It’s that time of year, when Business Link Magazine invites the region’s business leaders to provide up their predictions for the year ahead.
It has become something of a tradition, given that we’ve been carrying this out now for over 30 years.
Here we talk to Matt Hayes, Managing Director at Champions (UK) plc.
During 2021, we’ve witnessed the poignant closure of high-street giants Arcadia and Debenhams, while online titans Boohoo and Asos make significant investments to increase their market share, acquiring Topshop, Burtons, Wallis, Dorothy Perkins and Debenham’s website assets.
The demise of these legacy brands can be correlated for their trading focus on their brick-and-mortar roots, based on traditional advertising. They did not adapt to an increasingly digitalised shopping environment, which caused these to lose connection with their customers showcased by their falling sales.
Nowadays, consumer expectations are evolving day-to-day and types must ensure that they keep up with these changing needs. Clients are increasingly empowered in their buying decisions, deciding the things they consume, how they consume it so when they do so – any time night or day.
It is not just the consumption journey that is changing. The channels by which we try and reach our prospective customers are also changing too, with traditional print and broadcast advertisement reducing in impact and importance. Within an era where clients and customers need to be engaged, personal preference must be monitored and bespoke marketing techniques used to reach them via a personalised multichannel approach.

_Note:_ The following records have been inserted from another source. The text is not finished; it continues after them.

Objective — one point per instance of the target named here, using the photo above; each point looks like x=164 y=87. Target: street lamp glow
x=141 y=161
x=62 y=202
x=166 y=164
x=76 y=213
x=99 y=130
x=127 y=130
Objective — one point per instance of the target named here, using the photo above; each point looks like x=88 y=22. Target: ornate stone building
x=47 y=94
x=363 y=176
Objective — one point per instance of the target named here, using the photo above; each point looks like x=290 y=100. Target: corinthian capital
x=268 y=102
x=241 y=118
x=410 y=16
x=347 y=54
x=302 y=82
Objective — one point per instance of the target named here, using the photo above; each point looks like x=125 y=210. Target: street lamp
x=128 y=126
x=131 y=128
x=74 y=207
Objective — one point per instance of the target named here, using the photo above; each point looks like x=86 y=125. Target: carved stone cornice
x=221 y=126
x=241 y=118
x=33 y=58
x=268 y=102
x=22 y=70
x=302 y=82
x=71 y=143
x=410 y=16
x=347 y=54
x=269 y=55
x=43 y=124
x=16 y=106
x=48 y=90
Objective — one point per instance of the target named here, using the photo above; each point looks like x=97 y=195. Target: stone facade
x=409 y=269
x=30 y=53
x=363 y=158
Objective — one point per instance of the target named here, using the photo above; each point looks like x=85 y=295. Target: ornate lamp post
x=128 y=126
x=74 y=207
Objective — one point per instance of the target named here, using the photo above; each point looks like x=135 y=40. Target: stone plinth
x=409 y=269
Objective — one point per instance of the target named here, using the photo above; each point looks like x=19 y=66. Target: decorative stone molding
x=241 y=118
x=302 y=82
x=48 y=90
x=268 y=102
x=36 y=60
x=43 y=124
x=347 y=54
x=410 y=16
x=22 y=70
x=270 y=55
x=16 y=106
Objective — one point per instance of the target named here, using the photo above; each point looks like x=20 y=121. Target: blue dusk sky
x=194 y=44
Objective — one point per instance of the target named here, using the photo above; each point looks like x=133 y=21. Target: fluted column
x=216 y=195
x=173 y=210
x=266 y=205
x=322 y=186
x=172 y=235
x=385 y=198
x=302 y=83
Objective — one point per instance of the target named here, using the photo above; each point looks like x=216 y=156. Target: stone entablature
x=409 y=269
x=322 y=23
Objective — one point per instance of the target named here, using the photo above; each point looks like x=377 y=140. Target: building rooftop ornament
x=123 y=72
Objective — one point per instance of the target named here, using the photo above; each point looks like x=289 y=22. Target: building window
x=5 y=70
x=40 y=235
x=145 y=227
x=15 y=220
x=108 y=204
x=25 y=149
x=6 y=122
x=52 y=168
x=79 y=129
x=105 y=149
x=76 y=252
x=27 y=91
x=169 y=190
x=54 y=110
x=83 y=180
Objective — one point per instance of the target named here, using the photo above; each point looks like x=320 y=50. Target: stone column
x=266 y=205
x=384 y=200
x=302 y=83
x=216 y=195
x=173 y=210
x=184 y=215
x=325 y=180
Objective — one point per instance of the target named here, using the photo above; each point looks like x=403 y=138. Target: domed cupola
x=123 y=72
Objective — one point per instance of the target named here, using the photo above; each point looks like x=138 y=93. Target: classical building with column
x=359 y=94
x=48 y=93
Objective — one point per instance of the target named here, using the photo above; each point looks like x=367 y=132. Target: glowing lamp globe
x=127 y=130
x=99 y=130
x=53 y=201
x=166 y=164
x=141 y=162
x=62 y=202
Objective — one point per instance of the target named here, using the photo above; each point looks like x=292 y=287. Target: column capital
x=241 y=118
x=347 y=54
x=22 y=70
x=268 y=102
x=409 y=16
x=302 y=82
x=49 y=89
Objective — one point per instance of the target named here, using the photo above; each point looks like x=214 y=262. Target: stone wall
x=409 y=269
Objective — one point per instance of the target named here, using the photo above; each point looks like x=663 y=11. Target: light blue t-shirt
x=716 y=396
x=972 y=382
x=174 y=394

In the B2C sector, considering convenience and customer experience are all paramount to creating a successful business. From fast and simple shopping via short one-two click shopping functionality and also the offering of easy-to-use apps or simple product returns policies, brands must offer simplicity within the user-experience in their customers purchase journey.
As lockdown has impacted our lives, consumers are looking for more than just products. So what can brands offer them as a point of difference? Brands should also consider their values within their messaging as increasingly a business’s approach, ethics and ethos are all part of their customers considerations. For instance, you might place focus on your environmental approach to sustainability or report on your carbon footprint.

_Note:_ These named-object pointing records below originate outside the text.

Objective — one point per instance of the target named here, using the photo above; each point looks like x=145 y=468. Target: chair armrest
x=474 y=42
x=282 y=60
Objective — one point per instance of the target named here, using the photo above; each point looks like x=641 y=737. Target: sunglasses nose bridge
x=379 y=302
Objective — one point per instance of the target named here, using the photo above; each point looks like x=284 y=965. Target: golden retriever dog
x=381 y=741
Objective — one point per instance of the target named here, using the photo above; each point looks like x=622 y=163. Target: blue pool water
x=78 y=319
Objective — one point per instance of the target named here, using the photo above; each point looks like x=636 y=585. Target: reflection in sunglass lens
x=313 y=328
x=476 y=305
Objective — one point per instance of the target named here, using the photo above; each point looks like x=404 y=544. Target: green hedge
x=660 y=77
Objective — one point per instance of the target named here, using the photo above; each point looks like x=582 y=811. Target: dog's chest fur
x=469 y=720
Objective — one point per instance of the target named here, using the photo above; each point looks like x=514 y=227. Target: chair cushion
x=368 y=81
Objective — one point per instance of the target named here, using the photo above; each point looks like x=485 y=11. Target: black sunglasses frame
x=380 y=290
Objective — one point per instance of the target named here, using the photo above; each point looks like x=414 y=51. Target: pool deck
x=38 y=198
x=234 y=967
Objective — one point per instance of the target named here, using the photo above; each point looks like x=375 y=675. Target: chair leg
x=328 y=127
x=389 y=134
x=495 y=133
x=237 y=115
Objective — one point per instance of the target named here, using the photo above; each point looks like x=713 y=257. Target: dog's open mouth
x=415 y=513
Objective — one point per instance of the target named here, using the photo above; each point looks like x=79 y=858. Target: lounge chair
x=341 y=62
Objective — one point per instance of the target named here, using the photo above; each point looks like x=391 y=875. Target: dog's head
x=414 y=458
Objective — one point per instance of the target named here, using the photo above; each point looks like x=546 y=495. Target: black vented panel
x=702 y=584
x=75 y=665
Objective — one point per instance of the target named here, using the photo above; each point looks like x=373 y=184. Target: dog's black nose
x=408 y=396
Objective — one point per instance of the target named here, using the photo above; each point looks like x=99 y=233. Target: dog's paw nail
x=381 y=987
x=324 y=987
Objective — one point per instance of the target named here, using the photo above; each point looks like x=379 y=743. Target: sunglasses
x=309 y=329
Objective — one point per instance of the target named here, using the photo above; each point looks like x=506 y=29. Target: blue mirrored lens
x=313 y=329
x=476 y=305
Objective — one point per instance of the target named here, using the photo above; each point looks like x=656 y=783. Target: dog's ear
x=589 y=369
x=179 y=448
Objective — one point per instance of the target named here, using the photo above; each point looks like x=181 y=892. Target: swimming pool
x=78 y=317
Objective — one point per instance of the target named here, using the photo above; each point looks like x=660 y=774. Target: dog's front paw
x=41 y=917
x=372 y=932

In a B2B sector, the concept is much the same, stakeholders must sharpen on their values and actively communicate the best messages on the right platforms, tailoring their engagement methods so that potential leads are connecting together with your business on every channel.
Due to the impacts of Covid-19, the speed of digitisation has progressed more than 9 years in 9 months. I predict that this tide of digital engagement is a that business will need to embrace instead of take the approach of King Canute and then try to resist. Businesses, whether B2B or B2C, need to refocus their attentions and invest now in ensuring they have a fully digitalised customer journey that partcipates in a personal way, across all the channels their customers choice to use.
Now that there's light at the end of the Covid-19 tunnel with the vaccine roll outs coming into effect, this is the time for businesses to invest, working with experts to review and update their digital footprint, messages and channels. Customers have to have a full 360 service approach, covering all areas from communications, digital and web design, right through to video, creative and talent partnerships. Businesses will either evolve and embrace the opportunities available to them across this digitised landscape or perish.